The Victorians, according to the legend, were so shy of referring to people's legs that they couldn't refer to the legs of tables or chairs, either. I don't know whether this is true, but it isn't implausible. Languages adopt silly conventions like this all the time.
It begins all the way back in Old English as the male of the domestic fowl. By the end of the fifteenth century it was being used to mean a pipe and valve for liquids (as well as referring to a number of other more specialized or uncommon items). So far so good. By the mid eighteenth century, however, it had also come to be a vulgar term for penis (possibly by extension from the water spout definition…) Well, as soon as that sort of slang gained currency, how could any respectable person mention domestic fowl in polite company? A decent substitute is rooster, which gained currency (chiefly in the US) in the early nineteenth century, around the time we were going all Victorian. And if you're going to be truly polite you have to start using the word faucet, too. Less likely to be misconstrued, you know. It was around 1840 that B.D. Walsh noted: "Cock-roaches in the United States… are always called 'roaches' by the fair sex, for the sake of euphony." (He didn't mean euphony, of course. He meant euphemism.) The mere sound cock apparently couldn't pass the lips of a lady no matter what its actual meaning.
But don't think this sort of behavior was confined to those uptight Victorians. Do you say the name of one of our fair planets cautiously so as to avoid the sound of "your anus?" It's my hypothesis that the pronunciation of Uranus was shifted some time in the 1970's or 80's by people every bit as over-genteel as the Victorians. I admit that I have little evidence to confirm this hypothesis, however, because information about historical pronunciation is not easy to come by. It would be interesting to study newsreels and television through time for evidence of if and when a shift took place.

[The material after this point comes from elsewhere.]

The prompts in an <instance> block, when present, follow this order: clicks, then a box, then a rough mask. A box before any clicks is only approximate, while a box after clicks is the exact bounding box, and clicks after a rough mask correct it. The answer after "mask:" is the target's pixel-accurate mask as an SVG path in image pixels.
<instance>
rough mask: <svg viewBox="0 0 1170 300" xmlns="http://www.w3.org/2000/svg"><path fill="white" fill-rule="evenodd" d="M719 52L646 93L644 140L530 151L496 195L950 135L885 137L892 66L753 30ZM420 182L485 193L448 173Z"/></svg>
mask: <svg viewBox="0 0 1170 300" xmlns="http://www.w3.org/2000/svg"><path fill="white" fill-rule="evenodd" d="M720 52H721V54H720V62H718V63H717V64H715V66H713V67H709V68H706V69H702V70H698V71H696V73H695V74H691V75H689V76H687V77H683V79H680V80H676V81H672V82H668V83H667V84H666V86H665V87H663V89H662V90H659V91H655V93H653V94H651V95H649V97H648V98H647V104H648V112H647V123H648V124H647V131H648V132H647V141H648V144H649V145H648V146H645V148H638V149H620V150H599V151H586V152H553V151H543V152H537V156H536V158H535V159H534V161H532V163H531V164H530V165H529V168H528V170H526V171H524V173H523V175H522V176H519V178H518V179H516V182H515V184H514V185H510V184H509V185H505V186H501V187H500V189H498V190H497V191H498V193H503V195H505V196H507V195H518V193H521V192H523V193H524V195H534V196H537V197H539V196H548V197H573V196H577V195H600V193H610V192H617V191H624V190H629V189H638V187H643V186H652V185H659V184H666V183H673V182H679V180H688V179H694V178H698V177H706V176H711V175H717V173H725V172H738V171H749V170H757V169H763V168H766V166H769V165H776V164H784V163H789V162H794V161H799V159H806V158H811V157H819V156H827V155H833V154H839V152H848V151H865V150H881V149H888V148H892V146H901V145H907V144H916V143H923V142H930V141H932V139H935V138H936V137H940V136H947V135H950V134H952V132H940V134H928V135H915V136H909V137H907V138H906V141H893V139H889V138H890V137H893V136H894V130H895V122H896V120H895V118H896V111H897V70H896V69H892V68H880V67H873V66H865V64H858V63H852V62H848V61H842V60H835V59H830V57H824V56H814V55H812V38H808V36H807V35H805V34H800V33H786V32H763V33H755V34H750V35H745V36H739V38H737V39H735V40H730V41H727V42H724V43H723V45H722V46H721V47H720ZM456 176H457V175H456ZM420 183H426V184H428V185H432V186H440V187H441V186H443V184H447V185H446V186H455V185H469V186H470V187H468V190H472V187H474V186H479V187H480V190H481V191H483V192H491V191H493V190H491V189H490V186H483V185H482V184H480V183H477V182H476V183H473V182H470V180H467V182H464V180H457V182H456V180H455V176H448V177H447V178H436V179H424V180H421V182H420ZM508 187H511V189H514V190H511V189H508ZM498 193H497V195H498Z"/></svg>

I suspect that the pronunciation of harassment in the US has also shifted due to squeamishness about the syllable ass. The pronunciation harris-ment has been the British version right from the start, but in the US har-ass-ment was standard until about the time of the Clarence Thomas/Anita Hill controversy in 1991, when newscasters found themselves having to say the uncomfortable word with unwonted frequency. But just use the British version and - hey presto - you're completely inoffensive. (Really annoying, perhaps, but inoffensive.)
One of the coolest things about the human capacity for language is that we're never just saying what we're saying. With every word we're communicating a vast wealth of information about ourselves and our relationships with the society around us. When I speak (or write) I'm happy to be perceived as genteel, polite, and inoffensive… but really, let's just let the poor rooster be a cock!